Thanks everyone for the great feedback and questions! We are keeping an eye on them and plan to respond in more detail on technical matters and administrative questions, but I think the most important thing to discuss right now is this:
The question then is whether we believe that a more diverse federation of independent indexes is better, feasible, and usable. PEP 759 definitely takes the position that PyPI is the primary, authoritative index for the Python community, and that additional indexes are unwieldy to maintain and difficult to use. Unfixably so? Let’s dive in and see where it leads us.
PEP 708, which has been provisionally accepted, is part of the trust mix that reduces the chances for dependency confusion attacks across multiple indexes. It doesn’t address the ease of setting up and maintaining alternate indexes and doesn’t address the end user UX of enabling multiple indexes. Even so, it’s not clear what the status and prognosis is for the full acceptance criteria and adoption across the ecosystem.
Let’s say that simpleindex makes it at least as easy to set up and maintain an alternative index as it would be to set up and maintain a PEP 759 external host. There’s an example in simpleindex’s README for enabling S3 routes, and in our minds we were thinking about S3 as a possibility for PEP 759 external hosted URLs. Let’s further say that simpleindex or something like it could handle the sustained and peak loads it could potentially be put under for large, popular indexes.
The question then is, can we make the UX for multiple indexes work?
Imagine a complex dependency graph that ends up hitting four indexes: PyPI, and indexes AI, BI, and CI. All four host packages that need to be installed for the user’s application to work. Their top-level dependency lives on PyPI, so they just pip install mydep
. That would break at some point when the package they need refers to AI. So then they add --extra-index-url
for AI and try to install again, but now it fails a little later trying to access BI. Rinse and repeat.
Or worse, it seems to work but in fact doesn’t really install the correct mix of package and versions.
There’s no way for that user, who may not even know anything about extra indexes or deep transitive dependencies, to get a working venv out of the box, let alone after minutes or hours of frustrating interwebs searching. That scenario will leave a bad taste, so the “out of the box experience for non-experts” has to be concretely addressed. I’d go so far as to say that’s the most important UX problem to solve.

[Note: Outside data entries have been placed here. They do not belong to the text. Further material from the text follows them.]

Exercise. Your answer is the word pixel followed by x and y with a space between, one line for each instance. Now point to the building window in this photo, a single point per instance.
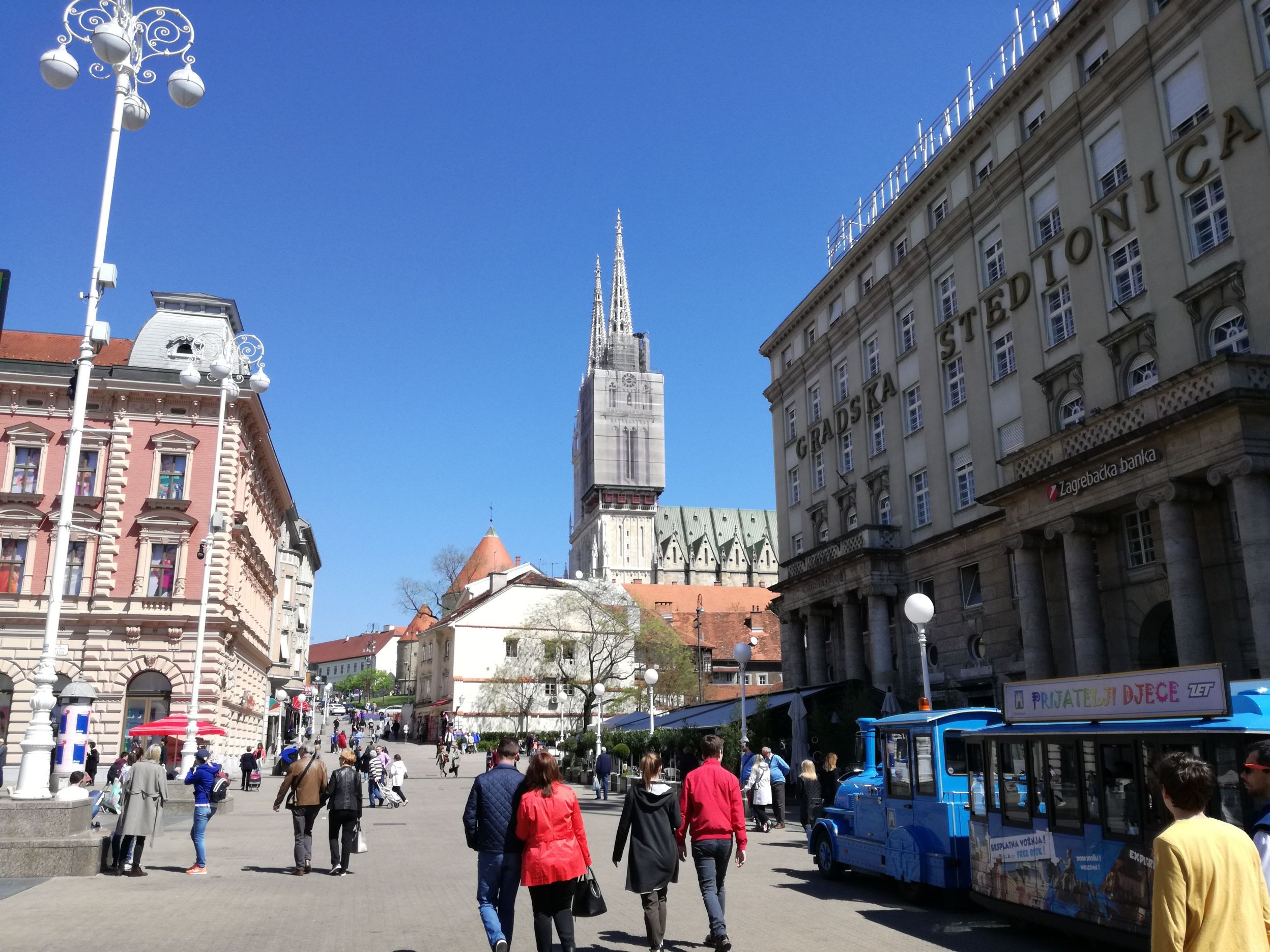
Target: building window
pixel 1059 323
pixel 1127 272
pixel 1205 211
pixel 172 477
pixel 948 298
pixel 1092 57
pixel 1142 374
pixel 907 332
pixel 972 594
pixel 1034 116
pixel 841 382
pixel 994 260
pixel 75 554
pixel 921 498
pixel 1071 409
pixel 963 478
pixel 1230 332
pixel 163 570
pixel 913 409
pixel 26 470
pixel 1046 214
pixel 1138 540
pixel 954 377
pixel 873 359
pixel 1004 356
pixel 1187 99
pixel 878 434
pixel 1109 165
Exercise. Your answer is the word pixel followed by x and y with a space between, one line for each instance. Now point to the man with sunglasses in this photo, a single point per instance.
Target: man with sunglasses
pixel 1256 780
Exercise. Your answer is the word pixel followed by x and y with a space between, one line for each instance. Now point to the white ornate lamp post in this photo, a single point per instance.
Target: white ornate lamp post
pixel 122 41
pixel 229 362
pixel 920 610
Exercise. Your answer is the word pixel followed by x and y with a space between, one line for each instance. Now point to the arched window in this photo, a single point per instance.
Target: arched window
pixel 1142 374
pixel 1228 333
pixel 1071 409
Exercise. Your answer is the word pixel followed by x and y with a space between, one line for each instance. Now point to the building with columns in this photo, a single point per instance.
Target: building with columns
pixel 144 488
pixel 1035 380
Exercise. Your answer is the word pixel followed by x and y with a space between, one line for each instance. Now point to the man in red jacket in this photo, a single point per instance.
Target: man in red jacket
pixel 710 807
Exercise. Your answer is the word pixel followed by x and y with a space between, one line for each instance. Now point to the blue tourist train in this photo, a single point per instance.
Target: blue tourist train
pixel 1047 810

A quick read of @sinoroc idea wouldn’t help here, but also, how do you make such pre-configurations portable, to other desktops or CI machines? I don’t think you really want to have to copy-and-paste long pip
command lines either.
But let’s say we solve that too. Now comes the problem of index priority, which has been brought up elsewhere. E.g. if each of AI, BI, and CI host rootpkg
how will pip
know which index is the “right” one to get it from? How will it know that BI’s version is out of date, so get it from CI? Extend that to many packages in the transitive dependency graph, and now you have an even more complex configuration problem. I’d need to tell pip
, AI is the highest priority for pkgA
, but BI is the highest priority for pkgB
and pkgZ
, CI is the highest priority for pkgC
and use PyPI for everything else. Both discovering this and configuring this is going to be extremely challenging I suspect.
A further challenge is implementing all of this across the ecosystem. As @dustin points out, these aren’t challenges that can be overcome by standards. You’d have to work it out in pip
and uv
at a minimum, find UX and configuration that works for both tools, wait for those changes to roll out, and have some suboptimal answer for the long tail.
I think that’s an enormous effort, and I’m skeptical as a practical matter that it will can happen. But I’m also open and eager to read the persuasive refutations I expect will follow soon! ![:smiley: :smiley:](https://emoji.discourse-cdn.com/apple/smiley.png?v=12)
In contrast, PEP 759 unequivocally doubles down on PyPI being both the canonical source of truth for package metadata, and the default such index, with all the trust that implies.